Dan akhirnya berjumpalah murid Syekh Kendi dengan guru besarnya yang bernama Syekh Sulaiman (Guru dari Syekh Kendi), tiba-tiba beliau berkata : “Apakah engkau murid Syekh Kendi murid dari pada kesayanganku?” benar wahai guru besar (Guru Sulaiman), beri kabar kepada muridku agar dia lebih zuhud lagi didunia dan salamkan ini kepadanya, kebingungan bertambah, guruku yang miskin di suruh tambah miskin lagi menurut kata hatinya, dan pertanyaan ini membuat bingung dan akhirnya keesokan harinya dia pulang menuju rumah Syekh Kendi gurunya dan membawa pertanyaan yang membingungkan, setibanya dia dirumah Syekh Kendi dengan gembira Syekh Kendi menyambut kedatangannya seraya bertanya : “Apa kabar yang kau bawa dari guruku tercinta?” muridnya menceritakan : “Wahai guruku aku diberi kabar agar engkau lebih zuhud lagi hidup didunia.”, tiba-tiba Syekh Kendi menangis, menangis dan menangis lalu mengambil kendinya dan memecahkannya seraya berkata : “Benar guruku, benar guruku”.

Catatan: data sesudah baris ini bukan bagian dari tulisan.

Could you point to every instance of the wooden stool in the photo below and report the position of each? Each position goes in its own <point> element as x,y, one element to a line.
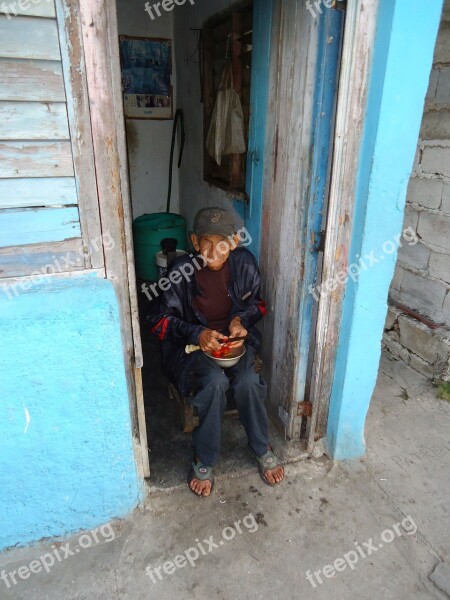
<point>189,415</point>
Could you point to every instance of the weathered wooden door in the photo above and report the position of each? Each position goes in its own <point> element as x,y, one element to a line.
<point>305,59</point>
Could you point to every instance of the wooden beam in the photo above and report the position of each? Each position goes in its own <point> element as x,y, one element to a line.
<point>359,39</point>
<point>78,111</point>
<point>100,42</point>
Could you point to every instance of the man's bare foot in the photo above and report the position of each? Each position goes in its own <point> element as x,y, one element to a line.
<point>200,478</point>
<point>201,488</point>
<point>275,475</point>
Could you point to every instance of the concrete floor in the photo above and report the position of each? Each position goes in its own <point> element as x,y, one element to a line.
<point>309,522</point>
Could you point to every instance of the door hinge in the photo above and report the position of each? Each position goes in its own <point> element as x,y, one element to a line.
<point>304,409</point>
<point>319,242</point>
<point>339,5</point>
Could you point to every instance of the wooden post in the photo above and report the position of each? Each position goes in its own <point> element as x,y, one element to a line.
<point>99,28</point>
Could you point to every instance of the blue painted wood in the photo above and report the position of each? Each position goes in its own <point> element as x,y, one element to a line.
<point>52,191</point>
<point>34,226</point>
<point>29,37</point>
<point>325,96</point>
<point>262,29</point>
<point>36,159</point>
<point>31,80</point>
<point>43,8</point>
<point>33,121</point>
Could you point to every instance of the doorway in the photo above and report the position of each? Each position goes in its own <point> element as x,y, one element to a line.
<point>295,72</point>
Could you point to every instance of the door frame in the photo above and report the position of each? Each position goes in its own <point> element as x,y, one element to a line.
<point>359,40</point>
<point>281,215</point>
<point>96,21</point>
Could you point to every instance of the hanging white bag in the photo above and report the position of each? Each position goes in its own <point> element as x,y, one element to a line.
<point>226,130</point>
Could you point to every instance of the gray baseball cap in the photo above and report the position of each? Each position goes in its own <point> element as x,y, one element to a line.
<point>214,221</point>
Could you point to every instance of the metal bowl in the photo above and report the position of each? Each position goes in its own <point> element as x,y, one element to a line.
<point>231,361</point>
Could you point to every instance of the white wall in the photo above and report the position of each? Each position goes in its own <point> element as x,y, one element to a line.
<point>194,192</point>
<point>149,141</point>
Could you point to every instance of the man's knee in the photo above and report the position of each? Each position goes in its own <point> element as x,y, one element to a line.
<point>247,379</point>
<point>218,379</point>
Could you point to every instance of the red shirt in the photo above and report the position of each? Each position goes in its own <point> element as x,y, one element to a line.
<point>214,302</point>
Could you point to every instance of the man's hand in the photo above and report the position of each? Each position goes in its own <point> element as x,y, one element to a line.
<point>237,330</point>
<point>208,340</point>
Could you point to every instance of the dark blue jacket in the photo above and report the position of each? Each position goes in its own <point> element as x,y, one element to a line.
<point>177,324</point>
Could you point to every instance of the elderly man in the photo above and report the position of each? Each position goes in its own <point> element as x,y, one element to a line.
<point>217,295</point>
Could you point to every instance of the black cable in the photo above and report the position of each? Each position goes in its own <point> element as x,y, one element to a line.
<point>179,115</point>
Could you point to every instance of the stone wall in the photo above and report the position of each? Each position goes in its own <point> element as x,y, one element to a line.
<point>420,336</point>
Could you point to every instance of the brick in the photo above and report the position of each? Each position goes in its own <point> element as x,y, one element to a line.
<point>397,279</point>
<point>436,125</point>
<point>411,218</point>
<point>418,338</point>
<point>416,256</point>
<point>443,87</point>
<point>446,199</point>
<point>421,366</point>
<point>435,229</point>
<point>442,50</point>
<point>425,192</point>
<point>436,160</point>
<point>423,295</point>
<point>440,266</point>
<point>446,310</point>
<point>395,349</point>
<point>391,317</point>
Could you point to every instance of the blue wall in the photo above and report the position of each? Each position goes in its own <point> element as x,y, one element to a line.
<point>66,454</point>
<point>403,55</point>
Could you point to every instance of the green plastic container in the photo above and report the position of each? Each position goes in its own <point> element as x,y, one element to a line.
<point>148,232</point>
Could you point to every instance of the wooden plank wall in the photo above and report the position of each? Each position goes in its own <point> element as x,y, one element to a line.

Ketahuilah wahai muridku kemewahan dan keindahan Syekh Sulaiman guruku tak sedikitpun masuk kedalam hatinya, sedangkan aku selalu mencari-cari kendiku dan aku takut kehilangannya, ini yang menyebabkan aku kurang zuhud kepada Allah, karena masih ada dihatiku dunia.

[1] Sayyid Abu bakr Syatha, Kifayah al-Atqiya Wa Minhaj al-Ashfiya (Bandung: Syirkah al-Ma’arif) h. 20.